Our software products are sold as full games, which typically provide access to the main game content, primarily for console and PC. Generally, our full game software products deliver a license of our intellectual property that provides a functional offline gaming experience (i.e., one that does not require an Internet connection to access the main game content or other significant game related services). We recognize revenue related to the license of our intellectual property that provides offline functionality at the time control of the products has been transferred to our customers (i.e. upon delivery of the software product).
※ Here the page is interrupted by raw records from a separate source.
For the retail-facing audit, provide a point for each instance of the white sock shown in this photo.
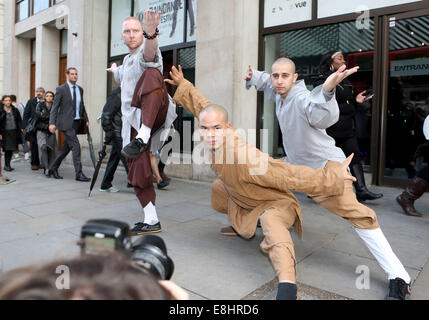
(150, 216)
(144, 133)
(381, 250)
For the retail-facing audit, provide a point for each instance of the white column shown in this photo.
(16, 59)
(227, 42)
(47, 57)
(1, 43)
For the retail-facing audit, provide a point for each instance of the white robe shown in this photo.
(128, 74)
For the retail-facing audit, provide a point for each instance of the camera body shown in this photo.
(148, 252)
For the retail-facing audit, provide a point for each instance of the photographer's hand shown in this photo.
(176, 292)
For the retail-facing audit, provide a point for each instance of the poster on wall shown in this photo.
(171, 27)
(330, 8)
(280, 12)
(120, 10)
(191, 32)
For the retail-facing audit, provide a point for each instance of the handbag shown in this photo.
(30, 128)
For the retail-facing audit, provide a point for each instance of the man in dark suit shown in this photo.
(67, 114)
(29, 111)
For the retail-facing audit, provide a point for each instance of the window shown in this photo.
(27, 8)
(22, 9)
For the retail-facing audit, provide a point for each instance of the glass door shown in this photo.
(404, 149)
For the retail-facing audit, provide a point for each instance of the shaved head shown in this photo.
(132, 33)
(214, 108)
(213, 125)
(286, 61)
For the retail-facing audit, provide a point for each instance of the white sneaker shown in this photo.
(111, 190)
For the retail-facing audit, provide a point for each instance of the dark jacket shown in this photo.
(345, 127)
(42, 114)
(63, 112)
(11, 139)
(111, 118)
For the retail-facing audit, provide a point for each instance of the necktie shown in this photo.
(75, 102)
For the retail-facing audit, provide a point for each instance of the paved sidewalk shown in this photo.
(40, 219)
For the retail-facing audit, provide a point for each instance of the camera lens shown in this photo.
(150, 253)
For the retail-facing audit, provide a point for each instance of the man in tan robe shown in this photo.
(253, 186)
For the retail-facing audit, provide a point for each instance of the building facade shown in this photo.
(216, 41)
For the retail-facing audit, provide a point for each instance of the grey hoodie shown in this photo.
(303, 117)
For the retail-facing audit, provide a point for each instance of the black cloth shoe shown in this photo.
(54, 173)
(163, 184)
(134, 149)
(82, 178)
(141, 228)
(398, 290)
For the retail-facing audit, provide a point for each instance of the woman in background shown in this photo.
(46, 141)
(10, 130)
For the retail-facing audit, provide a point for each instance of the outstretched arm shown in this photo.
(186, 94)
(262, 82)
(151, 23)
(321, 107)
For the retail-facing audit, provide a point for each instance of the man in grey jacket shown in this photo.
(67, 113)
(303, 117)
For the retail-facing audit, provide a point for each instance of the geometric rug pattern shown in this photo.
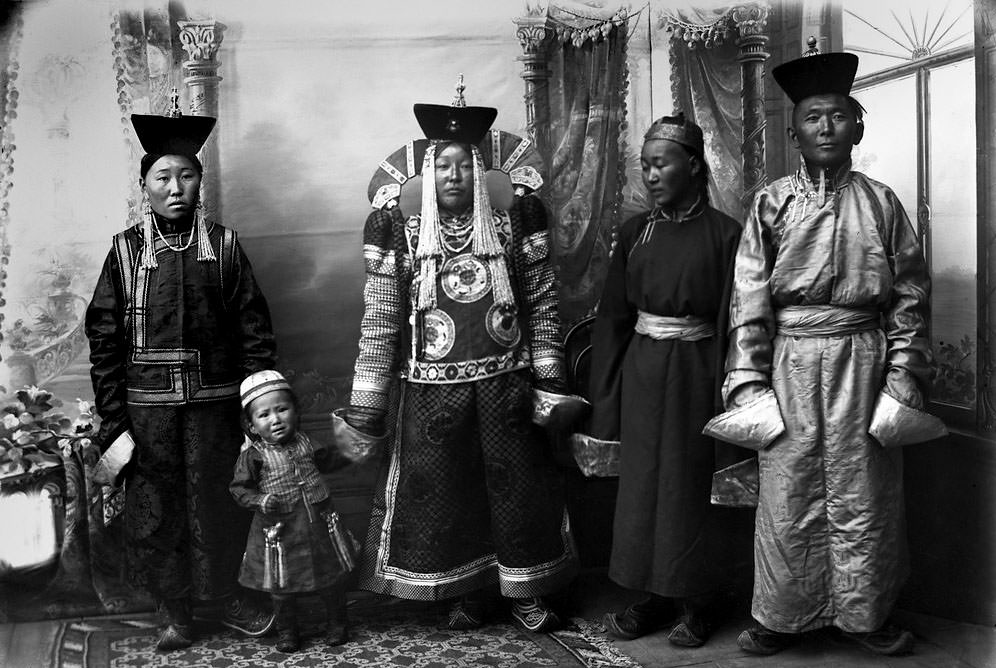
(409, 638)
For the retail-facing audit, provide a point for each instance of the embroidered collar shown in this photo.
(261, 444)
(833, 183)
(659, 214)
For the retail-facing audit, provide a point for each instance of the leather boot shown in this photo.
(337, 631)
(285, 614)
(175, 630)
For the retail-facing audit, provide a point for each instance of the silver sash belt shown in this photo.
(825, 320)
(659, 327)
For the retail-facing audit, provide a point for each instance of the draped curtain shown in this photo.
(587, 109)
(706, 85)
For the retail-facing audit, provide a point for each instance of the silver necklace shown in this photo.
(179, 236)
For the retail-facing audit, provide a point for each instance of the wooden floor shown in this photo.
(940, 643)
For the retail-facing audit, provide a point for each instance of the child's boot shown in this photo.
(337, 632)
(175, 625)
(285, 614)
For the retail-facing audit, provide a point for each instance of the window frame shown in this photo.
(956, 416)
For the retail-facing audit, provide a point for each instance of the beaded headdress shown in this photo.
(173, 134)
(466, 125)
(817, 73)
(260, 383)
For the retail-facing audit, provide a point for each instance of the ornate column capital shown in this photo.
(534, 33)
(201, 40)
(750, 21)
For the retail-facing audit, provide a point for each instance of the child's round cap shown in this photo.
(260, 383)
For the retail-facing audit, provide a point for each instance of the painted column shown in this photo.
(534, 36)
(201, 40)
(750, 21)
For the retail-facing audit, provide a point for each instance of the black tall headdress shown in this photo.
(818, 74)
(174, 133)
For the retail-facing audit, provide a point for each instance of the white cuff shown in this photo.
(114, 459)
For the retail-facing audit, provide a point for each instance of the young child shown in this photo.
(296, 543)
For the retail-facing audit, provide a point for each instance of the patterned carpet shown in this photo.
(409, 637)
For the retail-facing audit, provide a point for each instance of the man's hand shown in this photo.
(746, 393)
(902, 387)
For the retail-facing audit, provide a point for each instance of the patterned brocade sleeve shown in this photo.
(539, 291)
(752, 318)
(380, 328)
(245, 482)
(105, 328)
(610, 337)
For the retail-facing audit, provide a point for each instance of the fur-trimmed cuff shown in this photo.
(594, 456)
(355, 445)
(754, 425)
(558, 411)
(115, 458)
(894, 424)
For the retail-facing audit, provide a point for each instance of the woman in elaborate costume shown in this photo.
(176, 322)
(656, 357)
(460, 301)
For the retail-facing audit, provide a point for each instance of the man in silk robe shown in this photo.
(830, 308)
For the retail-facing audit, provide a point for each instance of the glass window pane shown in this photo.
(952, 231)
(888, 151)
(887, 33)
In addition, some of our full game software products that provide a functional offline gaming experience may also include significant game related services delivered over time, such as online functionality that is dependent upon online support services and/or additional free content updates. For full game sales that offer offline functionality and significant game related services we evaluate whether the license of our intellectual property and the game related services are distinct and separable. This evaluation is performed for each software product sold. If we determine that our software products contain a license of intellectual property separate from the game related services (i.e. multiple performance obligations), we estimate a standalone selling price for each identified performance obligation. We allocate the transaction price to each performance obligation using a relative standalone selling price method (the transaction price is allocated to a performance obligation based on the proportion of the standalone selling price of each performance obligation to the sum of the standalone selling prices for all performance obligations in the contract). For the portion of the transaction price allocable to the license, revenue is recognized when the customer takes control of the product. For the portion of the transaction price allocated to game related services, revenue is recognized ratably over an estimated service period for the related software product. We also defer related product costs and recognize the costs as the revenues are recognized.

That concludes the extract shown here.